Use apps to bolster self-control. There are apps built to help us limit our time
on our devices: “Space”- Set goals and track your daily habits; “Forest”- brings
gamification to productivity and results in real trees being planted based on your
personal phone use habits; “Moment” offers short, daily exercises; “Flip”-Locks
away distracting apps for complete focus; “Screentime”- Set daily usage limits on
your phone or specific apps. The app Detox monitors the time you spend on your
phone and then allows you to create rules based on your usage. You can set a time
limit, like a useful one to stop Instagram scrolling for hours at a time.
Do not take phone to bedroom. A negative habit that affects sleep patterns.
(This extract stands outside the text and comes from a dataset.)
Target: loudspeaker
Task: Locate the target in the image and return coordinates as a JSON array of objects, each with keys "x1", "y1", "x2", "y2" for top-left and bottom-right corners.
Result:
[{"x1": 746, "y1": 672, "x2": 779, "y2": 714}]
Change your phone settings. Reduce cell phone usage, you find tips and tricks by
simply changing the settings on your phone. The most common suggested ideas:
• Turn off notifications
• Set screen to black-and-white
• Remove distraction-based apps from your home screen
• Set a longer passcode
• Use airplane mode
• Turn on do not disturb
Turning off notifications is something everyone should do. Just because someone
in the world wants to text you, email you, or tag you in a post on Facebook doesn’t
mean they deserve your attention. Set your phone to grayscale, and you will immediately
start using it less.
Put a hairband around your phone. The hairband brings mindfulness for specific
use: do I really need to do this right now? Placed in the middle of the phone
it allows you to answer calls yet harder to text, etc. This gives you a little time to
prioritize what is most important.
This collection of tools may improve your work, health, parenting, and life. Basic
good manners and Internet phone manners suggest to never have a phone at the
table at home or in a restaurant. Never use your phone when driving, in church, in
public bathrooms or while standing in lines in a store.
Some of you might be losing 49 days per year to phone addiction. What could
you do with those extra hours and days? Work towards a job promotion, a family
vacation, a new hobby, a honed golf handicap, a better relationship with spouse
and children, etc.? Learning how to curb use of our smartphones may be one of the
most important life skills any of us can implement.